La Suma Teológica contrastada con la ciencia

La Suma Teológica contrastada con la ciencia

Capítulo 3o
La verdad en entredicho

El Kantismo

El mayor orgullo de la filosofía moderna ha sido cuestionar la misma posibilidad del conocimiento; aplicar el «método científico» al estudio del mismo proceder del espíritu humano. Pero esto lo han hecho hombres cuya actividad científica no estaba libre de los dos errores que hemos explicado: la confusión de la imagen con la idea, o la hipostatización de los números.
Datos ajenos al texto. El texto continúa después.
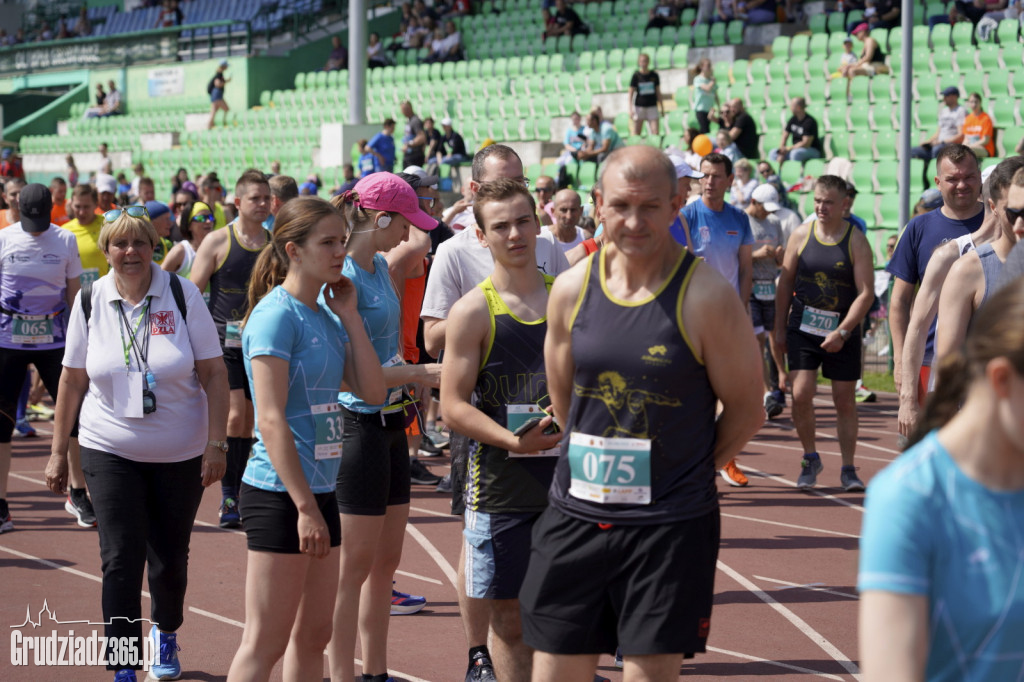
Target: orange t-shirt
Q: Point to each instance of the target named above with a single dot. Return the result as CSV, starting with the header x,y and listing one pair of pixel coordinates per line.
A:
x,y
976,127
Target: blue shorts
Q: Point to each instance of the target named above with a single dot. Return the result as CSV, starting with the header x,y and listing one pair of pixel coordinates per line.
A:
x,y
497,553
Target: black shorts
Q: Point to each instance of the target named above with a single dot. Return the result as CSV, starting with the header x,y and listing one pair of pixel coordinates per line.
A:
x,y
763,315
647,589
374,471
804,352
237,372
270,519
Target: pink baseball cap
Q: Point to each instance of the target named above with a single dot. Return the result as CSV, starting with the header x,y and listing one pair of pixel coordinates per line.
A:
x,y
387,192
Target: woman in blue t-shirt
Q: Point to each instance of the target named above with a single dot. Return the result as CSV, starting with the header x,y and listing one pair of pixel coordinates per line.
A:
x,y
309,345
942,548
374,477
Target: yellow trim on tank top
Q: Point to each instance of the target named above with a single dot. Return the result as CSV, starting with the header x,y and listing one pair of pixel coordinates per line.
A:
x,y
636,304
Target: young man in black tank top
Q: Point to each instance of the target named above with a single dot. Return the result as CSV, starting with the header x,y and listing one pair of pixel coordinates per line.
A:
x,y
509,474
225,260
828,265
640,387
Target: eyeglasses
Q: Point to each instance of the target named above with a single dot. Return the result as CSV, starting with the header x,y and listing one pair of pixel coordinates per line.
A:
x,y
1013,215
133,211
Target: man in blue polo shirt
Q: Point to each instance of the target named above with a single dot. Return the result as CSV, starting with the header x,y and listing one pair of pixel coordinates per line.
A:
x,y
721,235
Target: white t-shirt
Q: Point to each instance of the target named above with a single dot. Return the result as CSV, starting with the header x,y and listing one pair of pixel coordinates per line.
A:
x,y
178,429
546,233
462,262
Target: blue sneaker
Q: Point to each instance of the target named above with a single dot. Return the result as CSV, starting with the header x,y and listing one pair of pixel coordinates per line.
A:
x,y
403,604
167,666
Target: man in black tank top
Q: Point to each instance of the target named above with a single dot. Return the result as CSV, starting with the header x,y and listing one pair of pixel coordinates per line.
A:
x,y
491,384
824,291
643,339
225,260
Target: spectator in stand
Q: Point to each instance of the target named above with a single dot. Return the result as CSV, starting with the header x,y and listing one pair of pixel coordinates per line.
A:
x,y
382,145
662,14
83,27
375,52
740,127
602,137
978,129
10,164
871,61
950,130
645,97
743,183
338,58
565,22
705,94
761,11
806,141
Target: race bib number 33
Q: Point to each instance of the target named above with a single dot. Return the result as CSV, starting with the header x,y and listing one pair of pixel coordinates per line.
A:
x,y
609,470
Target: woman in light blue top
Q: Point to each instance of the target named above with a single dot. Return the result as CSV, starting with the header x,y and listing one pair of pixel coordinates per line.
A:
x,y
942,549
292,340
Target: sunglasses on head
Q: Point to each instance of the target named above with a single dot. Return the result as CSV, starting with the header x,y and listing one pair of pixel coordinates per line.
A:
x,y
133,211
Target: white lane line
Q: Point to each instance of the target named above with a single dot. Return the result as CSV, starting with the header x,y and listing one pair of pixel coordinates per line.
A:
x,y
198,611
813,587
419,578
791,483
796,669
791,525
798,622
433,552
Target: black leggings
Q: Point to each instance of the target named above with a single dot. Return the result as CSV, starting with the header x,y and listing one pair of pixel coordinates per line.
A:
x,y
13,366
144,513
Locke, fundador del empirismo inglés, intenta buscar un «mecanismo imaginable» mediante el cual sea posible al espíritu «contactar con lo de fuera», que es la manera de afrontar el problema del conocimiento de todos aquellos que no lo solucionan: buscar un «mecanismo imaginable» es participar de los dos dichos errores. Si se pretende «imaginar» se confunde la imagen con la idea. Locke llama a los colores ideas. Si, por otro lado, se busca un «mecanismo» es porque la idea racionalista subyace en la mente. La definición de mecanismo es: "Un dispositivo cuya conducta está completamente determinada por reglas que gobiernan la transición de sus estados".(*)
(*) "Mathematical foundations of programming". 7.2 IBM Addison Wesley. 1980

Este racionalismo, la hipostización de los números, la voluntad de matematización universal, llega a Kant a través de Wolf. Pero además la confusión de la imagen con la idea, el empirismo irracionalista, el fracaso de encontrar el «mecanismo imaginable» que haga comprender la posibilidad de que una mente tome contacto con lo de fuera, llega también a Kant a través de Hume, que, según él, le hace "despertar del sueño dogmático".
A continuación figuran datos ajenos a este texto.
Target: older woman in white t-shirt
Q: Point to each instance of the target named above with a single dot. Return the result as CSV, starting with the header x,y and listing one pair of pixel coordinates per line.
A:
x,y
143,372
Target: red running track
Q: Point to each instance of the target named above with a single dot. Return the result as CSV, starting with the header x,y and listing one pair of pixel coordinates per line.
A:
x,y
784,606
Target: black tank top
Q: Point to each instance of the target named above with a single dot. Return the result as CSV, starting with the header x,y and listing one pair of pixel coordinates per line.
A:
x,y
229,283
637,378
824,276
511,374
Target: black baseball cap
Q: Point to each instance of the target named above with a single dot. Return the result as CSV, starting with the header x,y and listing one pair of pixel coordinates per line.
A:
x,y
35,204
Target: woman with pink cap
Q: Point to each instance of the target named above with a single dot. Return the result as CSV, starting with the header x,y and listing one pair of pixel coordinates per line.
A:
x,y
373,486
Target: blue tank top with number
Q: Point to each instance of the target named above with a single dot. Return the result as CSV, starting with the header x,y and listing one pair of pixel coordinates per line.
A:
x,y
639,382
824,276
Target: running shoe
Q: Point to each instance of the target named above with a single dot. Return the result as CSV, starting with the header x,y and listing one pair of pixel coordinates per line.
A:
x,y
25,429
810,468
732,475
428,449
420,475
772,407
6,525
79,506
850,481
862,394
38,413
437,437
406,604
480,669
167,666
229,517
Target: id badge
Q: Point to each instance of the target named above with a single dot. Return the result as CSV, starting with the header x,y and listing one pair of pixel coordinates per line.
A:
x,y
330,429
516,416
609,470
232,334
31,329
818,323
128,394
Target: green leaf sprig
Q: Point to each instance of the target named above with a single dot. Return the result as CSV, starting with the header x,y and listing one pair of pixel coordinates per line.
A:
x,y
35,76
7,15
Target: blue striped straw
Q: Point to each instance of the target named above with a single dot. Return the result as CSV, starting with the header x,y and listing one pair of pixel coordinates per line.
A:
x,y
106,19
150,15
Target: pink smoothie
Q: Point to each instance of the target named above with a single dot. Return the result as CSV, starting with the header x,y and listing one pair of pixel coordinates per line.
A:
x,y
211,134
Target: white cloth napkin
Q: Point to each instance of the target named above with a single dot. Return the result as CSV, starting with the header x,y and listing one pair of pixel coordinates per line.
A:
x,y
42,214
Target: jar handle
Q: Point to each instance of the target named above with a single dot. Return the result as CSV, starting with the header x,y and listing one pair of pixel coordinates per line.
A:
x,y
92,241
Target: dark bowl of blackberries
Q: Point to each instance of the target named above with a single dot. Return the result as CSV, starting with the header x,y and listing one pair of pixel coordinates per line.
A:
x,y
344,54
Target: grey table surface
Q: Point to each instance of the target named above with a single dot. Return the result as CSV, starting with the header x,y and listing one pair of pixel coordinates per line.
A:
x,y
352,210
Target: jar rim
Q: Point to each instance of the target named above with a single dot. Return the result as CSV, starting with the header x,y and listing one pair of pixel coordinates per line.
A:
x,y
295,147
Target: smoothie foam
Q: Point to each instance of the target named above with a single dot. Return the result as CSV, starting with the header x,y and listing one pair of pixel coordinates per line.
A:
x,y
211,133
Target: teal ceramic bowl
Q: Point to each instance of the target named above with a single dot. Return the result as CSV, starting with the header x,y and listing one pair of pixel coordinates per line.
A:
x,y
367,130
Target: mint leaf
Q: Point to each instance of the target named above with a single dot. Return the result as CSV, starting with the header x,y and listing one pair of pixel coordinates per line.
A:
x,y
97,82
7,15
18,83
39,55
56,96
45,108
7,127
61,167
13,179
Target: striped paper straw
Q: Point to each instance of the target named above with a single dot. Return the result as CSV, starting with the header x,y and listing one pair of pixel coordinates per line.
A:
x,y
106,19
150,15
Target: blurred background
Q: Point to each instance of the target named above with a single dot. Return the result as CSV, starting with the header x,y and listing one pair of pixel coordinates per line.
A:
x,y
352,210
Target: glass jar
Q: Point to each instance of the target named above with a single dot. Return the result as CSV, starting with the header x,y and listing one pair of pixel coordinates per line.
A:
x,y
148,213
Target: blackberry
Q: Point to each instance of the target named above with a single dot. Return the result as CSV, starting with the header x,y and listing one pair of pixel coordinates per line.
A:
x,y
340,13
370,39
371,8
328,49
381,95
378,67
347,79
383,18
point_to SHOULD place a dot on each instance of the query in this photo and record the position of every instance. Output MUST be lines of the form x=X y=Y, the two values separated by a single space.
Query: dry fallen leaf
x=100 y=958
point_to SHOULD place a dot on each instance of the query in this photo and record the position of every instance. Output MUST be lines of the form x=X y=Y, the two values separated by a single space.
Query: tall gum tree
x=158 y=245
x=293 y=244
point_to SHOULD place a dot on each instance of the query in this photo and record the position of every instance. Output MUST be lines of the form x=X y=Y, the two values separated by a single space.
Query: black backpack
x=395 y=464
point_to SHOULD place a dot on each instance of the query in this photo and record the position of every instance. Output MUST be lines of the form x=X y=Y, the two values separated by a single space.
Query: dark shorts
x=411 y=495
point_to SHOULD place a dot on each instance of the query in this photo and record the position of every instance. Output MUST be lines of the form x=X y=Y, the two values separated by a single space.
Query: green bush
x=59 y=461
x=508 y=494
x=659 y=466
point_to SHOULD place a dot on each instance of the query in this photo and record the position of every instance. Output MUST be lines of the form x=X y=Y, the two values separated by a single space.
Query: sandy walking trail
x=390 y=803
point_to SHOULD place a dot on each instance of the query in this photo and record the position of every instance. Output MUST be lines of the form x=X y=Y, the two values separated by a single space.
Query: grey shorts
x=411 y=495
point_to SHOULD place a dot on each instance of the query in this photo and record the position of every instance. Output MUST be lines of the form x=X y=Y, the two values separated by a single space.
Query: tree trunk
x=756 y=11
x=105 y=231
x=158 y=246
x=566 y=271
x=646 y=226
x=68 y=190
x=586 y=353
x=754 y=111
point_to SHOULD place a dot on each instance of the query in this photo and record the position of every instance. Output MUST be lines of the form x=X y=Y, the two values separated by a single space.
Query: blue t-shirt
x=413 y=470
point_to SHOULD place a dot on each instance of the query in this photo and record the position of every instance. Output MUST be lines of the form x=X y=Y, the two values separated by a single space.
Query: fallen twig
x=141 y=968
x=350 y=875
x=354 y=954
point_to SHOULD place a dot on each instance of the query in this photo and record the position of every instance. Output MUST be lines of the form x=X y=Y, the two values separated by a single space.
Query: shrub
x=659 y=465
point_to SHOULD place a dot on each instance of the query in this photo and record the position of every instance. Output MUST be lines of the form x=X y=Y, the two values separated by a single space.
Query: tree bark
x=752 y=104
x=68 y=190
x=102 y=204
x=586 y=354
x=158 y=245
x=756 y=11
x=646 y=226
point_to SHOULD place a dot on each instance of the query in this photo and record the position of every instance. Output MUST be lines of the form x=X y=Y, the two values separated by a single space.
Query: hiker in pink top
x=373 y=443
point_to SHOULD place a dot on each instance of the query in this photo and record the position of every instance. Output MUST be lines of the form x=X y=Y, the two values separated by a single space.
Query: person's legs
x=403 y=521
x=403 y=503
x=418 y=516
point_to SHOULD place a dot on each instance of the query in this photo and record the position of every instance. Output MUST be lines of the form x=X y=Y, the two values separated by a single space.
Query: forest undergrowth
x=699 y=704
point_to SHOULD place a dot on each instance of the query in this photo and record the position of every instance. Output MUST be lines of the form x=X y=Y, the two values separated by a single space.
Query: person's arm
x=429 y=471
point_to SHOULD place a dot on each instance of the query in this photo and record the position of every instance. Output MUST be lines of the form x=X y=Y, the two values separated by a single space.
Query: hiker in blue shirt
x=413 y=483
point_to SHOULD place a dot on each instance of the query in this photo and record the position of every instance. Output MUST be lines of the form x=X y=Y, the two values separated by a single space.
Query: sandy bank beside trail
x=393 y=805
Con el empirismo, el racionalismo se viene abajo. Pero es tan seductor que Kant intenta salvarlo, y para ello trata de encontrar una solución al problema siguiente: Cómo es posible que la ciencia tenga razón, si es imposible al científico encontrar razones para nada, dado que se mueve en un puro empirismo arracionalista.
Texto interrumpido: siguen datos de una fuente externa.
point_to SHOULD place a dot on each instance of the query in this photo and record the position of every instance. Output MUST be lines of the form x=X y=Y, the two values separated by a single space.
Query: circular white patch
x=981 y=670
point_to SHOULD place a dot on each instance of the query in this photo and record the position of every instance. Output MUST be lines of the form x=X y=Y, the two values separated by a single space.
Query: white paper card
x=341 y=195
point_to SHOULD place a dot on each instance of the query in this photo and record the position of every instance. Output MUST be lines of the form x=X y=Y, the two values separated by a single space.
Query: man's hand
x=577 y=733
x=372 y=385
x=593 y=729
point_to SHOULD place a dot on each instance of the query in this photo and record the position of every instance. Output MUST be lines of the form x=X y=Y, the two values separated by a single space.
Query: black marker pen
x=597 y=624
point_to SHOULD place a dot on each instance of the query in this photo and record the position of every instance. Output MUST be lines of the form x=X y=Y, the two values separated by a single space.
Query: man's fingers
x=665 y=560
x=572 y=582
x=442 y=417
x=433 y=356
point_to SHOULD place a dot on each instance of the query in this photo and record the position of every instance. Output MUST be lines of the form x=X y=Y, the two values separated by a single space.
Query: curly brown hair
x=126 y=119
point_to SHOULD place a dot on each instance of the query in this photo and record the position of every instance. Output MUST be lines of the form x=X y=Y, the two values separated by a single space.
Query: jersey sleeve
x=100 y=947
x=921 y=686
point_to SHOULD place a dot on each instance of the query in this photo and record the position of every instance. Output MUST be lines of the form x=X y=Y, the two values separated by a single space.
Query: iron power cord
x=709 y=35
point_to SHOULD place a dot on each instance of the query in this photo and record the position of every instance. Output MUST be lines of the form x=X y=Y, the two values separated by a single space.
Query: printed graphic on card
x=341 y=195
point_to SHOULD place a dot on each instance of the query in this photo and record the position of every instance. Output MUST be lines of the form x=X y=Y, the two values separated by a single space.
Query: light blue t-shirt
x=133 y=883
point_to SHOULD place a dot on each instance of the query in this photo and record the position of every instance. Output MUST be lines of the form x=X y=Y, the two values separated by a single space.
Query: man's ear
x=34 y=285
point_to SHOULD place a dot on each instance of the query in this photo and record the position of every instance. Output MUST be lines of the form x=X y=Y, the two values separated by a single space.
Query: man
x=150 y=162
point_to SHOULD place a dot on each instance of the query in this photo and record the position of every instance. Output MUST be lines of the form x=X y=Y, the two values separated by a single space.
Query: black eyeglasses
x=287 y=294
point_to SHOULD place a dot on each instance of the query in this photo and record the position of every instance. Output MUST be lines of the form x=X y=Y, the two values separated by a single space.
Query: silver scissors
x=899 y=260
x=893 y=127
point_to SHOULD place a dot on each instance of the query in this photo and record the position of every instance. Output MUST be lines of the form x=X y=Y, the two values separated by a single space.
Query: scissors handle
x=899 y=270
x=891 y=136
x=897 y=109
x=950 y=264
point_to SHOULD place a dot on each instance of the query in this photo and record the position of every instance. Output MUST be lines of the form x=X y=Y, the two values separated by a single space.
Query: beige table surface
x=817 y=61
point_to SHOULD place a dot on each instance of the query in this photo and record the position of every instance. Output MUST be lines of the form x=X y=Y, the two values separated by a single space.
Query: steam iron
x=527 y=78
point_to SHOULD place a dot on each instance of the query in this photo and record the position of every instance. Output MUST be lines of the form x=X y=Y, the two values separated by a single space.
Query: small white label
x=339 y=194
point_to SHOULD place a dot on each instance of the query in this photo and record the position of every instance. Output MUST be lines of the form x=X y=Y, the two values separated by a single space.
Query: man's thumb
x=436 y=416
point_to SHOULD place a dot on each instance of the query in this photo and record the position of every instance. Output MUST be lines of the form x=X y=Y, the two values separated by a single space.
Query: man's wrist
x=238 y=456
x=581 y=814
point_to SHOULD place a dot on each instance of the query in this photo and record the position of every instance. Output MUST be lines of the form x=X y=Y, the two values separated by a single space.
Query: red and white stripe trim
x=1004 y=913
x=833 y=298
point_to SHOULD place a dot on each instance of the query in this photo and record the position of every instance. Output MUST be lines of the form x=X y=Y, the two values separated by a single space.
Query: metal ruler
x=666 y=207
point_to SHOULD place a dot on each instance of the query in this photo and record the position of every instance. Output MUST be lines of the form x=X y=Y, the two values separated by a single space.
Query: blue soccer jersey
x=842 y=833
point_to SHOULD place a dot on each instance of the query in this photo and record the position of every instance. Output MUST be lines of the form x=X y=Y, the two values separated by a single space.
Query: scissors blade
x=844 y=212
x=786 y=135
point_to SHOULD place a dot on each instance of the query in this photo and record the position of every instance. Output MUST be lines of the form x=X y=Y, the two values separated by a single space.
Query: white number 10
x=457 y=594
Kant encuentra una aparente solución que tiene mucho éxito porque parece que soluciona el problema tanto si se entiende bien como si se entiende mal. La manera más simplista de entenderla desagrada a los más puristas Kantianos, pero mucha gente lo entiende así, lo cual populariza a Kant más de lo que hubiera sido si se requiriera entenderlo bien para alcanzar una solución al problema de la universalidad de las leyes científicas.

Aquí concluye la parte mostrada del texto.